I became infected with functional programming and reactive approach. For inspiration and ideas, I use Haskell and an awesome Rick Hickey article. In the python world I found for myself RxPy and funcy libraries. Now I have thousands of lines of imperative code, which I want to make functional. If everything is simplified, I have an interface of getters and setters for the database and a kernel that works like a state machine. Here's how it looks on pseudo code:
class State(object):
def __init__(id):
self.data = database_interface.get_state(id)

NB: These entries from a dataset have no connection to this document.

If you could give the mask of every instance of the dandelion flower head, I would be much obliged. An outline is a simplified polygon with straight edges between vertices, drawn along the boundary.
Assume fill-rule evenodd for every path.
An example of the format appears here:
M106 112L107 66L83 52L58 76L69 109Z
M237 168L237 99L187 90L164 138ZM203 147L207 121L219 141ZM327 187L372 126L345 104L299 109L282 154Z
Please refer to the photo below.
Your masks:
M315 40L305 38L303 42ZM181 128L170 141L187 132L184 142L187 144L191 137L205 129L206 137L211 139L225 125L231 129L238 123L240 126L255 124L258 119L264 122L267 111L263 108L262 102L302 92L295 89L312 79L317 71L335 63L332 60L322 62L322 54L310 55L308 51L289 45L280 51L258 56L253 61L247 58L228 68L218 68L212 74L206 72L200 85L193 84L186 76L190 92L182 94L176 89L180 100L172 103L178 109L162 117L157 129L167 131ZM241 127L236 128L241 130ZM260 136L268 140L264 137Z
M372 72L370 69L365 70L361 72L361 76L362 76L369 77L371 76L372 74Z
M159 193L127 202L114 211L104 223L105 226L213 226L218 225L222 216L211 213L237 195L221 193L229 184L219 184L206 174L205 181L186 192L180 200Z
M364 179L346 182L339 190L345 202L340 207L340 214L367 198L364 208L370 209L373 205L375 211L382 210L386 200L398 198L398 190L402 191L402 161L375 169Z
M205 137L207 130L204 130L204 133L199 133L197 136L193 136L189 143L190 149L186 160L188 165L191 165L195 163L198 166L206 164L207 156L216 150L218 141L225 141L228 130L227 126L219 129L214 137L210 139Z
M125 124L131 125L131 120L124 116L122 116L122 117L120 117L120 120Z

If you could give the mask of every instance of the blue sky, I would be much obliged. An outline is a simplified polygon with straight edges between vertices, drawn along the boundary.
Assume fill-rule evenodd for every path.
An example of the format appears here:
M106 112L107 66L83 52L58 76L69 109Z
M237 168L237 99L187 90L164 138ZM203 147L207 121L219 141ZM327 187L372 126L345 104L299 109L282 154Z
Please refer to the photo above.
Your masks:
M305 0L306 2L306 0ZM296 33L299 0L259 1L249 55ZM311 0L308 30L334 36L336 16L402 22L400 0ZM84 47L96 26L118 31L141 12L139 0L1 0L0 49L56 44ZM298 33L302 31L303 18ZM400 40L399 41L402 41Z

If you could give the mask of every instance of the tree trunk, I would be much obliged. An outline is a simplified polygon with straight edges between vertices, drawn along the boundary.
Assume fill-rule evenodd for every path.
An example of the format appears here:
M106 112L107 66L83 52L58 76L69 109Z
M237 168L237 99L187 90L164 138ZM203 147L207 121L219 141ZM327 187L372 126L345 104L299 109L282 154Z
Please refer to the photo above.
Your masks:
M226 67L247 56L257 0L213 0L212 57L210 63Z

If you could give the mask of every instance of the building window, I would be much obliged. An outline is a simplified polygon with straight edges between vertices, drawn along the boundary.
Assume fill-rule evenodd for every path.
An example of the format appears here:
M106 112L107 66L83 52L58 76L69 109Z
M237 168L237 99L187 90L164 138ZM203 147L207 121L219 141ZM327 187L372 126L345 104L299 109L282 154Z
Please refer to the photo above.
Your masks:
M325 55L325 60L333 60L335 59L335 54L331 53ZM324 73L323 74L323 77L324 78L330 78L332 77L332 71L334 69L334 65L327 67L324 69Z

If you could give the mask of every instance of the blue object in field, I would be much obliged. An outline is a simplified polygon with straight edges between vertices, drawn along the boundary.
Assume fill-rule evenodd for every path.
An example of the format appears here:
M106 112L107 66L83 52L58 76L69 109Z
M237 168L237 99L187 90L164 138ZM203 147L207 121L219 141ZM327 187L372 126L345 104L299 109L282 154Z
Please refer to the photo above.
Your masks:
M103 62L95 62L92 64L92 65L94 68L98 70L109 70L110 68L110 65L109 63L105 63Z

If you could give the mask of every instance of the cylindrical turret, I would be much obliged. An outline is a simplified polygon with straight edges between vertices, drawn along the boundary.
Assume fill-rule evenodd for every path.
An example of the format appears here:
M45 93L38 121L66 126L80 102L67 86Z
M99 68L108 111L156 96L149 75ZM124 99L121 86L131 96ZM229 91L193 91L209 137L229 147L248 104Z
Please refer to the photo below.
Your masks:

self.status = data['status']
def process(self):
if self.status == 'init':
self.handle_init()
elif self.status == 'request_data':
self.handle_request_data()
elif self.status == 'idle':
self.handle_idle()
# etc...
...
def on_new_message(msg):
id = msg['id']
state = State(id)
state.process()
I have a lot of if
and for
imperative business logic in my state handlers. And I'm really embarrassed how to move from the current model to reactive and functional. Here everything is very simplistic, but who already had a similar experience will understand me. I need advice on where to move next, from ideas to practice, larger than simple utilities or trivial REST api in a functional style. Also, I will be very helped by links to the source codes of really large projects, wherever I could get ideas. Thanks to everyone who responds, having a real experience porting the imperative code to the functional one. Yes, I understand that it will not be porting the code, but rewriting it from scratch. Again, I need examples of projects with a large number of business logic, where there is work with data and mutations of data. Anyway, thank you.